El chófer me lanzó una mirada con la que parecía darme a entender que, si había mentido, él mismo se encargaría de que me arrepintiese de no haberme quedado en la cama. Me indicó que esperara antes de volverse hacia la mujer de gris. Ésta me echó un vistazo breve pero poco cordial y luego cruzó unas palabras con el chófer, que se dirigió hacia la parte trasera de la casa mientras ella se acercaba a mí.
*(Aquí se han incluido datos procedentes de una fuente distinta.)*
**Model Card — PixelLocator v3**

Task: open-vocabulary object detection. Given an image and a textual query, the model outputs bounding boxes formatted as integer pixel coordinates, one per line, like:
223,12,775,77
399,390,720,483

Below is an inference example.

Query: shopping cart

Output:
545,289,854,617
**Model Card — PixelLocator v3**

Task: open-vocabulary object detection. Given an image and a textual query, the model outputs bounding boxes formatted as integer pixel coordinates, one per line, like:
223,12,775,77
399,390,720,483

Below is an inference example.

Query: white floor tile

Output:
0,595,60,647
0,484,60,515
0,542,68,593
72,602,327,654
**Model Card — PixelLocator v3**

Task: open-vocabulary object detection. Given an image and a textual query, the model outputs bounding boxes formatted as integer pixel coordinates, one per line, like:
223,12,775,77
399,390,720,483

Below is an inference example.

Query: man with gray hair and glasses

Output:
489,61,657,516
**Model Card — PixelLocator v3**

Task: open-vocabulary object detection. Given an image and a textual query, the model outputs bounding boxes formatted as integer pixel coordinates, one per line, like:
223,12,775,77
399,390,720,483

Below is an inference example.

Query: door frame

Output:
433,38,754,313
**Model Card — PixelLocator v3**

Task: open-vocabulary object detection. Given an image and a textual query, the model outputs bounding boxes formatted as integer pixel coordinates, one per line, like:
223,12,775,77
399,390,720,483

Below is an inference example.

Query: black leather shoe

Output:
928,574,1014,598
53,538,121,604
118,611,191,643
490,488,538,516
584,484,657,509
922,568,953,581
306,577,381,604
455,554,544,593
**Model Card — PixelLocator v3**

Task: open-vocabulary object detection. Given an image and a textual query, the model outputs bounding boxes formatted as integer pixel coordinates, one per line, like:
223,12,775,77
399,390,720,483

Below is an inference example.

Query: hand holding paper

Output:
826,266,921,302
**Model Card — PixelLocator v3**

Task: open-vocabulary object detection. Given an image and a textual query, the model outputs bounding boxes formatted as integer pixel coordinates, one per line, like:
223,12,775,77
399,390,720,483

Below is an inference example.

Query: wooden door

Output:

—Señor Parker, soy la señorita Christie, la secretaria particular de la señora Barton. Debería haber esperado en la verja para permitirnos comprobar quién era.
En una ventana, sobre la puerta, una cortina se movió un poco.
—Si hay una entrada para el servicio, la utilizaré la próxima vez —contesté, y tuve la impresión de que la señorita Christie albergaba la esperanza de que esa contingencia no llegara a producirse. Me examinó con frialdad por un momento y se dio media vuelta.
—Si tiene la bondad de acompañarme, por favor —dijo por encima del hombro mientras se encaminaba hacia la puerta. Llevaba el traje gris raído en los bordes, y me pregunté si la señora Barton regatearía con mis honorarios.
Si Isobel Barton andaba escasa de dinero, le bastaba con vender alguna de las antigüedades que decoraban la casa, porque por dentro ésta podría haber sido el sueño erótico de un subastador. Había dos grandes salas a los lados del vestíbulo, ambas llenas de muebles que parecían utilizarse sólo cuando se moría un presidente. Una ancha escalera curva subía a la derecha; había una puerta justo enfrente y otra encajonada bajo la escalera. Seguí a la señorita Christie a través de esta última y entré en un despacho reducido pero asombrosamente luminoso y moderno con un ordenador en un rincón y un módulo televisor y vídeo empotrado en una estantería. Quizá, después de todo, la señora Barton no regatease con mis honorarios.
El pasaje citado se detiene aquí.